Be Like a Child to Come Unto MeBy Tracy LeGrand Tidings December 2019
Lennox Williamson, the eldest child of longtime Asbury members Josh and Becky Williamson, doesn't think of herself as extraordinary as she goes about her days, looking out for her siblings and thriving in both her family home and her church home.
As enthusiastic participants in the Think Orange curriculum, Lennox and other children are engaged in their faith walk and parents have assistance in leading their child. At Asbury, families and children are given experiences, resources and coaching to share their faith, service others and become Kingdom builders. This includes the utilization of journals for thoughts on sermons, for prayers and to list reasons for gratitude.
The sixth-grader doesn't remember when she first heard about the church community campaign to build the student development center.
It could have been during Sunday sermon, on a Wednesday evening or in Sunday school, but before she knew it, Lennox was actively involved in the kid's section of her mother's Better Together sermon/prayer/gratitude journal.
"She used it more than I did," Becky laughs, showing pages of her journal and the sections where Lennox first worked on the lessons of gratitude. In that lesson, the listing began with Mom, Dad, Kendrix, Roux, Mason and continued with other church family members. Other listings include favorite activities like dancing. Soon Lennox had her own sermon journal, in which she uses the kid's section to practice and deeply examine the Lord's Payers and other exercises.

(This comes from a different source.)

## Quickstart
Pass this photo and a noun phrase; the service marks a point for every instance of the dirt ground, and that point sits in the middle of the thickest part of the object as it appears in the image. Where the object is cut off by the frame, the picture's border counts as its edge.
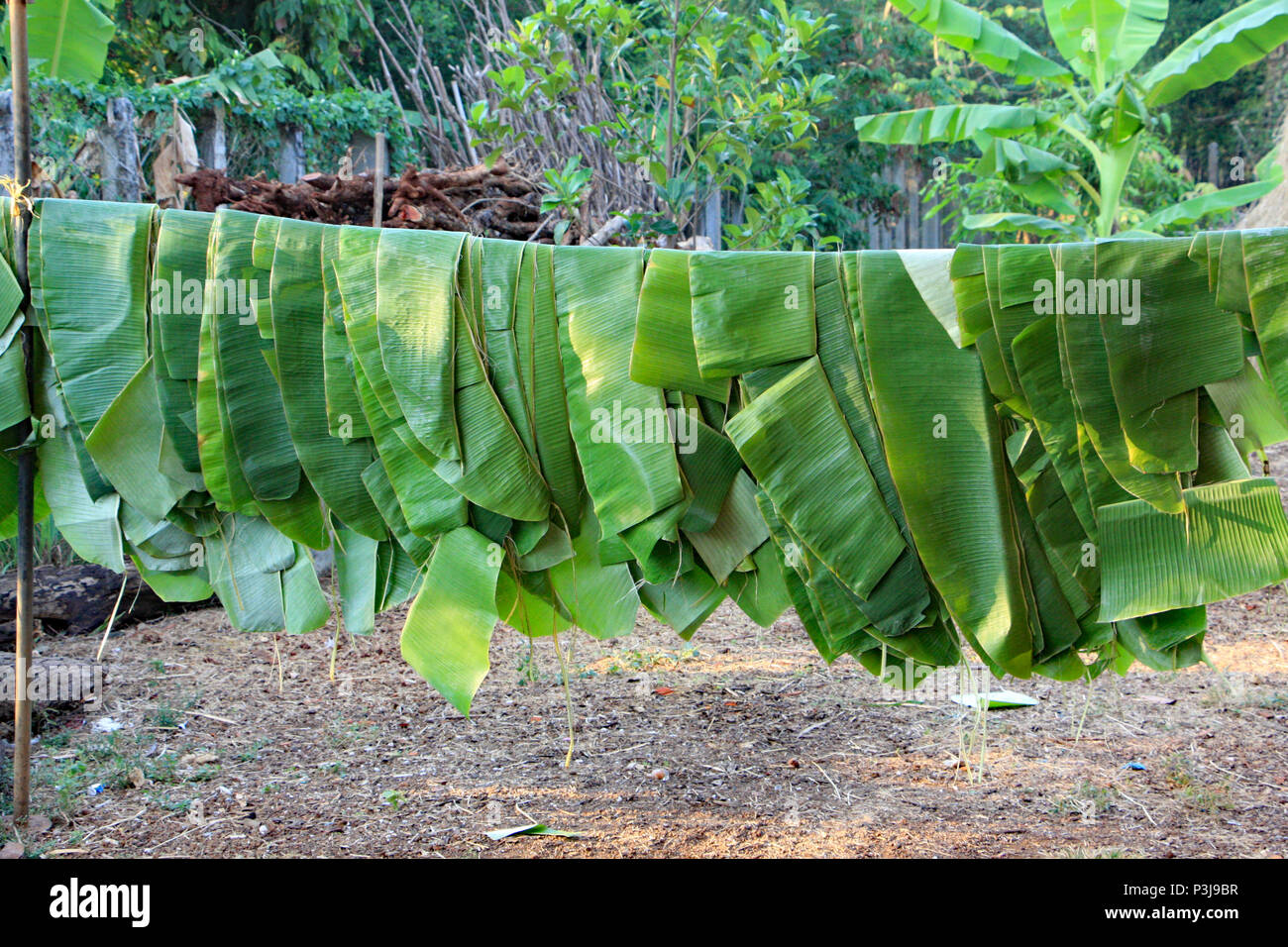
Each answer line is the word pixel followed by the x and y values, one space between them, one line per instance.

"She's filling it up and studying it," says Becky, and Lennox is generous in sharing her handiwork - heartfelt and colorful mélange of handwritten testimony and listings of gratitude along with cheerful stickers, artwork both of her own and the coloring in the provided images, chore chart ideas and more. Lennox approached the journal activities with a giving heart, her mother says, and challenged herself by participating in the weekly lessons and spending time contemplating what she learned.
The Williamson children earn points for performing chores with Lennox tracking her progress on a wrist device as she can trade points for privileges, treats and "even cash" for tasks including loading and emptying the dishwasher, cleaning the family bathrooms and vacuuming. With this money - and some innovative ideas -
Lennox acted on a personal drive to give back to her church. She says, "I just felt like I wanted to and could do something to help my church and for the campaign for the Student Center Building and Community Outreach Center," so she took her goals to her family.
"We discussed it," Becky says, "And we all agreed it would mean a lot less meals out, fewer trips to the movies, less summer camp and other holiday activities. We discussed what a tithe is, that it is 10 percent and Lennox wanted to do more than that." The Williamsons - with Lennox poised to add to the family contribution - would make their donation as a family with faith in action.
With an entrepreneurial spirit and armed with a longtime family recipe for easy, comparatively nutritious and especially yummy Monster Cookies made of oatmeal, honey, peanut butter and M&M candies, Lennox went to work. She consulted with her mom on ingredient costs and her business plan included preparing the no-bake treats, cleanup and filling a basket with those tasty treats.
She included bananas at 50 cents each and, on the computer, created a sign advertising the treats along with the "$2 Afternoon Specials" of a banana and cookie bar.
Classmates and kids waiting at the bus stop were customers.
Lennox's giving heart and commitment to discipleship is the perfect reminder to give and serve with a "child-like" faith.